N. Palmer, M. Sherman, Y. Wang, and S. Just, “Scaling to Build the Consolidated Audit Trail: A Financial Services Application of Google Cloud Bigtable,” Google, 2015. [Online]. Available: https://cloud.google.com/bigtable/pdf/FISConsolidatedAuditTrail.pdf.

We tested write scalability of Google Cloud Bigtable on stock market transaction data.


An Expected Value Model for Maximizing Revenues from Sales Tax Audits

M. Sherman, N. White, and Y. Du, “An Expected Value Model for Maximizing Revenues from Sales Tax Audits,” presented at Texas Workshop on Social and Business Analytics, 28 March 2014, Austin, Texas, USA [Online]. Available: https://www.michaelwsherman.com/web_img/audit_poster.png.

We built a custom, interpretible model to maximize the revenue of tax audits.
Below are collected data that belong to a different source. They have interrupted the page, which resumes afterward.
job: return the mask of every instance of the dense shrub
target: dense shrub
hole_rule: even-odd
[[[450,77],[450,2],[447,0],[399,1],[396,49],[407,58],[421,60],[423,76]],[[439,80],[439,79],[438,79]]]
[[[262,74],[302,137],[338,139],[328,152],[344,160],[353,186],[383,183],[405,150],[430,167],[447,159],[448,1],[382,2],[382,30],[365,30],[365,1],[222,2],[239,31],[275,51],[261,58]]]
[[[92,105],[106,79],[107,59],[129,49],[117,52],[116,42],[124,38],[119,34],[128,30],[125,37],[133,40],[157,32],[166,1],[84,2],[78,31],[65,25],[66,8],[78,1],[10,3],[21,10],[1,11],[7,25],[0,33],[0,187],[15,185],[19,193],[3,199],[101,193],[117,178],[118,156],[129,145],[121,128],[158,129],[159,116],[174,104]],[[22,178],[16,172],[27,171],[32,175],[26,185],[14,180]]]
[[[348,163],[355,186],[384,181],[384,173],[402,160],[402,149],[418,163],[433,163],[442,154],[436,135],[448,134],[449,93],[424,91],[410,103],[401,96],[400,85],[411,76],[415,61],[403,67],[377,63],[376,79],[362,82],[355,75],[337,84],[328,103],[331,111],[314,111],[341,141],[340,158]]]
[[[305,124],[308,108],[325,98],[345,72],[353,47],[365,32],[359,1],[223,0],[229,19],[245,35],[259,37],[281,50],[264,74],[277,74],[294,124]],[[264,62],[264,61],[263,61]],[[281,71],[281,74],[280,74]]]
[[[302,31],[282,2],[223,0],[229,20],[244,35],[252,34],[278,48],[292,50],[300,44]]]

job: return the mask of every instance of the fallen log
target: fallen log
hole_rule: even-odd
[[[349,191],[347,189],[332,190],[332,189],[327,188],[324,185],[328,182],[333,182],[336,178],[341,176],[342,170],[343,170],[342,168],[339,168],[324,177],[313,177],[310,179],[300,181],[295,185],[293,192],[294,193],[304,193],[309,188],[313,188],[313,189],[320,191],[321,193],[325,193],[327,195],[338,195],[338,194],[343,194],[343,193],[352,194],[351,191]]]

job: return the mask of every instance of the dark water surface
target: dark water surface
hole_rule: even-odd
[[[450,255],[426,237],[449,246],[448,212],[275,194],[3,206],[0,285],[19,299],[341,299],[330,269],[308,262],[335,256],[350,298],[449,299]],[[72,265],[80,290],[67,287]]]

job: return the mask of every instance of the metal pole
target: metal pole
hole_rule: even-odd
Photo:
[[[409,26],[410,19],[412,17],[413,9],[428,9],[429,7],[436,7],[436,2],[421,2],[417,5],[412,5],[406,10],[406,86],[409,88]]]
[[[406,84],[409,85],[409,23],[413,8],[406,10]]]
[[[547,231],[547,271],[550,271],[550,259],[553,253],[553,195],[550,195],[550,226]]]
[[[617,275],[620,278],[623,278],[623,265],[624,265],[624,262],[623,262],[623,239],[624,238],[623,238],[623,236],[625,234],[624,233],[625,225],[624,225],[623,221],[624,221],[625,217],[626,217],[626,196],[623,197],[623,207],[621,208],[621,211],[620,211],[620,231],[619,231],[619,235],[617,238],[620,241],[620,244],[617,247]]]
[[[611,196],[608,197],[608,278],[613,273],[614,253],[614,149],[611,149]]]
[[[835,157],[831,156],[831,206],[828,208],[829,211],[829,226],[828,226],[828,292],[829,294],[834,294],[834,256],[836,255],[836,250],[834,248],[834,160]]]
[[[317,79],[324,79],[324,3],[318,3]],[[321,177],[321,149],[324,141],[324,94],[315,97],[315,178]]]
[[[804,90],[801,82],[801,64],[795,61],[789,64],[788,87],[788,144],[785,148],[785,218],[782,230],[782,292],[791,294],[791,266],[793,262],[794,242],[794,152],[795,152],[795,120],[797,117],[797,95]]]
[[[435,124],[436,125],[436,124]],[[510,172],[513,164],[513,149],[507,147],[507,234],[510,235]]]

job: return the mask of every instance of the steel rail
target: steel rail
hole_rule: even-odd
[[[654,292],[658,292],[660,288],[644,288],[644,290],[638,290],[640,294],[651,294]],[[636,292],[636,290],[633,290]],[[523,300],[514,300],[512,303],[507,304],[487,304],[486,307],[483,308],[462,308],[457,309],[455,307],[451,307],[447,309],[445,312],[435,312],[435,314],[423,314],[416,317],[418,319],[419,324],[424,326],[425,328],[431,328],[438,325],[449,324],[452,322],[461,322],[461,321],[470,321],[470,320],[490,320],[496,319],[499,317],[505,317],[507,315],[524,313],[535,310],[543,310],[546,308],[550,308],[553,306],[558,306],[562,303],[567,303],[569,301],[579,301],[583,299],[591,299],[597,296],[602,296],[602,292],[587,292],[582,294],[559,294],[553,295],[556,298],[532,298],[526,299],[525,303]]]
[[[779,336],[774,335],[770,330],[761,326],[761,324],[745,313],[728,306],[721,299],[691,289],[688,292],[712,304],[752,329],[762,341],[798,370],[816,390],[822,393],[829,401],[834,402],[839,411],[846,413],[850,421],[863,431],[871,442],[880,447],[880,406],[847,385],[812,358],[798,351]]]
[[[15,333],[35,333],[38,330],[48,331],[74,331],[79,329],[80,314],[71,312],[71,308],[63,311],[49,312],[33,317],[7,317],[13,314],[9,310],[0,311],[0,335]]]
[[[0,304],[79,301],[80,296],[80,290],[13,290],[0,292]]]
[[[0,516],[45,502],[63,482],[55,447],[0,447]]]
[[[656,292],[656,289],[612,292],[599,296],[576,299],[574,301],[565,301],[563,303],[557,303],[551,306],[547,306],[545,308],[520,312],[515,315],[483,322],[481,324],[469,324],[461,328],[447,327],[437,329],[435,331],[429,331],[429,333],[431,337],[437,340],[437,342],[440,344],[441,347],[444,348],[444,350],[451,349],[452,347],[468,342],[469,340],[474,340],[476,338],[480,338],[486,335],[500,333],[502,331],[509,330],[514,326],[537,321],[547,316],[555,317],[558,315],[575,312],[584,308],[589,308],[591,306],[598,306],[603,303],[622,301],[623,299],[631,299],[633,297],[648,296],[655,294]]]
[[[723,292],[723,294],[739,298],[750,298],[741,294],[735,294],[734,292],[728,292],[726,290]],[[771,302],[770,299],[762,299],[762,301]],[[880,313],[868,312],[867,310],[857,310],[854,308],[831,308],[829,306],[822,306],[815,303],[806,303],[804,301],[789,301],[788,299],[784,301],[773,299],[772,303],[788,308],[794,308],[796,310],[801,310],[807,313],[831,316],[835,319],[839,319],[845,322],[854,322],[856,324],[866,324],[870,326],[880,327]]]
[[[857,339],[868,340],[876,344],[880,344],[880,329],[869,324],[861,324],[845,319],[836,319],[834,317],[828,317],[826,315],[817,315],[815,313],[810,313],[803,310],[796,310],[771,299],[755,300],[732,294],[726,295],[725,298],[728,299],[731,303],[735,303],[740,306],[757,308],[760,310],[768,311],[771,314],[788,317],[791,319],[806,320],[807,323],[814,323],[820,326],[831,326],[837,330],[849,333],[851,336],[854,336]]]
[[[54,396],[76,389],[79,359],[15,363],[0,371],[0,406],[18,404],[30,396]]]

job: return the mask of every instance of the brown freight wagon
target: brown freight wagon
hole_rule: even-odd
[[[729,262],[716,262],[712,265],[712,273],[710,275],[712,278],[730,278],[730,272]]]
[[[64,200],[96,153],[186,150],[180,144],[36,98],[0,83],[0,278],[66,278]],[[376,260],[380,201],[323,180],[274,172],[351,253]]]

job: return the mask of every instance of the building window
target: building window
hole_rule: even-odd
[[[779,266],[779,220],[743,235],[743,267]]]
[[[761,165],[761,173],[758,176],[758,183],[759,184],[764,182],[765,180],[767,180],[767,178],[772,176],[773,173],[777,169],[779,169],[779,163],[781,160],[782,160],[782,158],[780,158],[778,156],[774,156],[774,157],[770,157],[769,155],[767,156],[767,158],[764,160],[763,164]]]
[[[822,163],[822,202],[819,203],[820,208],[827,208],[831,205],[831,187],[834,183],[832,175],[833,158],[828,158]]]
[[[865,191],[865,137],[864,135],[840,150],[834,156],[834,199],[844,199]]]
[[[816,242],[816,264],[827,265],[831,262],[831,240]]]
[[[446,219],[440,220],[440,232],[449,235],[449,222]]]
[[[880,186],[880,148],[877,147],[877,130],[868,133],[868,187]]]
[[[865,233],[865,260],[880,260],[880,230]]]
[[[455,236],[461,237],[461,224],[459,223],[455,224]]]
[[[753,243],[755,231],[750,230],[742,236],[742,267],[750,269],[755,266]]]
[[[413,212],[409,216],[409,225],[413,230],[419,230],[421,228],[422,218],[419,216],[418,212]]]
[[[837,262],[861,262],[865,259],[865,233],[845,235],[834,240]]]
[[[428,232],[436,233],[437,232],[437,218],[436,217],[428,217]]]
Poster.

Patents

N. Palmer and M. Sherman, “System and Associated Methodology of Creating Order Lifecycles via Daisy Chain Linkage,” U.S. Patent 10,089,687, 2 Oct., 2018.

Awards

2018 New Product of the Year by the American Associations of Law Librarians for Bloomberg Points of Law

I led machine learning and NLP, and was the only development team member with machine learning experience.

2016 Bloomberg Verticals TechFest Winner (Internal Award)

Awarded for “applying deep learning to NLP tasks.” My team trained the first deep learning models in our working group.

2015 Sungard Consulting STAR Award (Internal Award)

Awarded for “exceeding expectations in sales, leadership, or deliverables,” awarded to 4 consultants annually (of about 200). I led the day-to-day work on a prototype system to process 6 billion stock market transactions per hour and wrote the bulk of the companion whitepaper.